I suspect that jzb may not completely appreciate what I have to say here, but I hope that openSUSE appreciates what they’re getting. They’re getting a worker so dedicated that he makes me feel like a slacker – and I might as well be chained to my computer desk. I used to joke that Linux.com would fall apart if he ever got a life, and, although that’s not true – as we learned when he left last September to become editor-in-chief at Linux Magazine – it’s true that the channel has been quieter and not as much fun since.
So what else can openSUSE expect? They can expect a sarcastic wit that is acute without being nasty, and a thorough knowledge of science fiction and alternative music. They can also expect a sympathetic ear in private.
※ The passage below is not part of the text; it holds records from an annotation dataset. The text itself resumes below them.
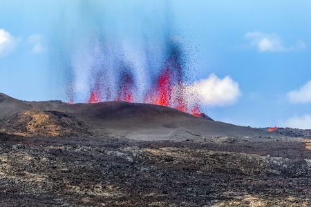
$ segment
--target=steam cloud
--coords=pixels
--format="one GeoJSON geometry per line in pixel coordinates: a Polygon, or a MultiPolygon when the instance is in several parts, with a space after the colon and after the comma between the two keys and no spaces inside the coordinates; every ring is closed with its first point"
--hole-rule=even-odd
{"type": "Polygon", "coordinates": [[[51,44],[51,68],[68,102],[143,102],[196,115],[202,103],[228,105],[240,95],[229,77],[191,83],[189,51],[167,3],[116,11],[107,2],[75,2],[65,6],[51,44]]]}

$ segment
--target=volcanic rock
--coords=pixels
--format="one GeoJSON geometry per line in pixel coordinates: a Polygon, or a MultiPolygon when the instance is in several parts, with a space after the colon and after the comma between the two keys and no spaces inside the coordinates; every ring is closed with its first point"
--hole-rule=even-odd
{"type": "Polygon", "coordinates": [[[76,117],[57,111],[41,110],[18,112],[2,124],[6,134],[23,137],[77,137],[91,133],[76,117]]]}

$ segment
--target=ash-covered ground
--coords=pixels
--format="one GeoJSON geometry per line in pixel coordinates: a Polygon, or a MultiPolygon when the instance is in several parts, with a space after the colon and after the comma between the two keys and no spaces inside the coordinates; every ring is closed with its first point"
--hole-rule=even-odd
{"type": "Polygon", "coordinates": [[[1,206],[311,204],[311,153],[301,141],[0,141],[1,206]]]}
{"type": "Polygon", "coordinates": [[[311,206],[307,137],[3,95],[0,119],[0,206],[311,206]]]}

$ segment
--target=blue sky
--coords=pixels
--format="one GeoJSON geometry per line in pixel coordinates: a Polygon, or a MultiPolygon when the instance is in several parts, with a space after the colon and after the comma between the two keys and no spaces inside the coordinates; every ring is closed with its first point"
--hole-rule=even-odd
{"type": "MultiPolygon", "coordinates": [[[[124,53],[138,57],[146,37],[160,42],[159,31],[169,27],[171,37],[185,46],[193,79],[202,81],[208,95],[204,111],[211,117],[311,128],[311,1],[82,2],[0,0],[0,92],[26,100],[66,101],[59,80],[66,75],[64,61],[68,53],[79,54],[73,46],[88,44],[84,35],[122,40],[128,46],[124,53]],[[55,58],[59,51],[62,63],[55,58]]],[[[141,62],[136,57],[135,64],[141,62]]]]}

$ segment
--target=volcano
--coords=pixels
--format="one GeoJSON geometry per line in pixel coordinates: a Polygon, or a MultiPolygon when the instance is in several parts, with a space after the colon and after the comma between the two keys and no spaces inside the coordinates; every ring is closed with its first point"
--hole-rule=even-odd
{"type": "Polygon", "coordinates": [[[305,132],[195,112],[0,94],[0,206],[310,206],[305,132]]]}

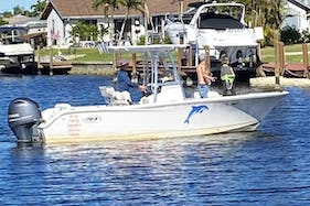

Perhaps, too, they should expect some surprises, such as Linux.com’s last year when we discovered that he had been half of a long distance, intra-office romance for months without any of us suspecting.
But, most of all, they can expect someone who lives and breathes free software, and is more current about what’s happening in the community than anyone I’ve encountered (he used to regularly claim story assignments before I could, and, while he was aided by being two hours ahead of me, that wasn’t the only reason he consistently scooped me. I swear the bastard never sleeps).
I have no ambitions to be editor-in-chief or a community manager, and I would have personal reservations about working at Novell after its pact with Microsoft, so I can say without envy that I wish him nothing except success. I know that he has definite ideas about how to do things, and I suspect that, before he finishes, openSUSE will be a more organized and better known part of the community. And, for his part, I hope that being community manager is the position he’s been looking for.
The only thing I worry about is whether this is another setup by jzb, like those I’ve been the butt of in the past. You see, my comments about conspiracy theories have already caused some of the foaming mouth brigade to denounce me as secretly pro-Microsoft. By joining Novell, is Zonker arranging things so that Linux.com and Linux Magazine will be added to the Axis of Evil? After all, between the two of us, we must constitute a positive trend according what passes for logic in those circles. And is jzb sitting down in Florida, laughing about it?
You know, I wouldn’t put it past him – even if NOAFD (Not on a First Date), to use an acronym that he helped to coin and made into a punchline on IRC.